Spark Stuctured Streaming: StreamingQuery.awaitTermination() does not exit after writing all data to-CodePudding

I'm writing a small Scala program that should get some small dataframe, write it to Scala and terminate.

I do it with Spark Structured Streaming. The data is written to Kafka (console consumer shows that everything is okay), but StreamingQuery, that successfully writes to Kafka, is freezing on awaitTermination() method.

How can I cope with it?

Here's my Scala core to reproduce the problem:

package part4integrations

import org.apache.spark.sql.SparkSession
import common._

object IntegratingKafkaDemo {

  val spark = SparkSession.builder()
    .appName("Integrating Kafka")
    .master("local[2]")
    .getOrCreate()

  spark.sparkContext.setLogLevel("ERROR")

  def writeToKafka() = {
    val carsDF = spark.readStream
      .schema(carsSchema)
      .json("src/main/resources/data/cars")

    val carsKafkaDF = carsDF.selectExpr("upper(Name) as key", "Name as value")
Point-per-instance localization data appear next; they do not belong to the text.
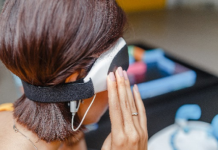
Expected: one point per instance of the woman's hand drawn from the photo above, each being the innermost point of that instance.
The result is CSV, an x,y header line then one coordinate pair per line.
x,y
129,132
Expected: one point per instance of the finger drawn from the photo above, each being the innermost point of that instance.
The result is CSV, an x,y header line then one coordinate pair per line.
x,y
124,104
107,143
140,108
114,104
131,99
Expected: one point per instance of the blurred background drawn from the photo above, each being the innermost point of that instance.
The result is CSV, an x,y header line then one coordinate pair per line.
x,y
187,30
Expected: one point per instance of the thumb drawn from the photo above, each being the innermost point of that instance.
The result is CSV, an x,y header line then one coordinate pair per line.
x,y
107,143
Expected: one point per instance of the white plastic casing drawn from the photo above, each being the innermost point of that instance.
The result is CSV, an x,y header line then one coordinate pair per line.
x,y
99,71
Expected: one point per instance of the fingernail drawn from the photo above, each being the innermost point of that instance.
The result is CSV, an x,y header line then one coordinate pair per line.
x,y
125,75
120,71
112,77
136,88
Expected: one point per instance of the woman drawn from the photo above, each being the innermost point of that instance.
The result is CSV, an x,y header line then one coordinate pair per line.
x,y
49,42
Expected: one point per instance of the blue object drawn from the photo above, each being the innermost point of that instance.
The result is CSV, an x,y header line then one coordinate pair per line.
x,y
189,111
214,125
154,55
167,84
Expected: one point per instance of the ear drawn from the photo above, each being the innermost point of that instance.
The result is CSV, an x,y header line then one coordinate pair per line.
x,y
72,77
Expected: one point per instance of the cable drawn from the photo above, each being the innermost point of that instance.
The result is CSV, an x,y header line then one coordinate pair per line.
x,y
73,115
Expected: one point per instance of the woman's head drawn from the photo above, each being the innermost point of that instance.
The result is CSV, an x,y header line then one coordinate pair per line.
x,y
46,41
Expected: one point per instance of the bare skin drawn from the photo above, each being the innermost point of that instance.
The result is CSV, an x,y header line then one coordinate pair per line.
x,y
125,127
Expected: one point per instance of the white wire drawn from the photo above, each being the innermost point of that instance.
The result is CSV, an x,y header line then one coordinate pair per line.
x,y
83,116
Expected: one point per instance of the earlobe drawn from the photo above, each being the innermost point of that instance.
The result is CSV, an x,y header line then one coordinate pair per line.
x,y
72,77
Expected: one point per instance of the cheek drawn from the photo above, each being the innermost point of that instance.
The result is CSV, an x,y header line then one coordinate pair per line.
x,y
98,108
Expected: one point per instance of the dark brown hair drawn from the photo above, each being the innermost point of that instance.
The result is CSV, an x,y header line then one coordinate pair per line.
x,y
45,41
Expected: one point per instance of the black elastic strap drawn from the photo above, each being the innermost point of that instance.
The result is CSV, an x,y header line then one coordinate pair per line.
x,y
60,93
    // kafka: writing but NOT exiting, WTF?!
    carsKafkaDF.writeStream.format("kafka")
      .option("kafka.bootstrap.servers", "localhost:9092")
      .option("topic", "rockthejvm")
      .option("checkpointLocation", "checkpoints_demo")
      .start().awaitTermination()

  }

  def main(args: Array[String]): Unit = {
        writeToKafka()
  }
}

And here's the json cars/cars.json

{"Name":"chevrolet chevelle malibu", "Miles_per_Gallon":18, "Cylinders":8, "Displacement":307, "Horsepower":130, "Weight_in_lbs":3504, "Acceleration":12, "Year":"1970-01-01", "Origin":"USA"}
{"Name":"buick skylark 320", "Miles_per_Gallon":15, "Cylinders":8, "Displacement":350, "Horsepower":165, "Weight_in_lbs":3693, "Acceleration":11.5, "Year":"1970-01-01", "Origin":"USA"}
{"Name":"plymouth satellite", "Miles_per_Gallon":18, "Cylinders":8, "Displacement":318, "Horsepower":150, "Weight_in_lbs":3436, "Acceleration":11, "Year":"1970-01-01", "Origin":"USA"}
{"Name":"amc rebel sst", "Miles_per_Gallon":16, "Cylinders":8, "Displacement":304, "Horsepower":150, "Weight_in_lbs":3433, "Acceleration":12, "Year":"1970-01-01", "Origin":"USA"}
{"Name":"ford torino", "Miles_per_Gallon":17, "Cylinders":8, "Displacement":302, "Horsepower":140, "Weight_in_lbs":3449, "Acceleration":10.5, "Year":"1970-01-01", "Origin":"USA"}

CodePudding user response：

Stream is by definition infinite, that's why it didn't finish. You have two possible solutions:

use spark.read and then df.write.format("kafka") as mentioned by @OneCricketeer, but it could be more complex if you need to handle only new files, as you will need to track somewhere which files were already processed, and which not
use explicit trigger with Trigger.Once or Trigger.AvailableNow (in Spark 3.3) to process only new data since previous run, and finish, instead of waiting indifinitely. See documentation for more examples. In your case it could be something like this:

carsKafkaDF.writeStream.format("kafka")
      .option("kafka.bootstrap.servers", "localhost:9092")
      .option("topic", "rockthejvm")
      .option("checkpointLocation", "checkpoints_demo")
      .trigger(Trigger.Once())
      .start().awaitTermination()

CodePudding user response：

It's not "freezing", it is waiting for a new batch files in that directory.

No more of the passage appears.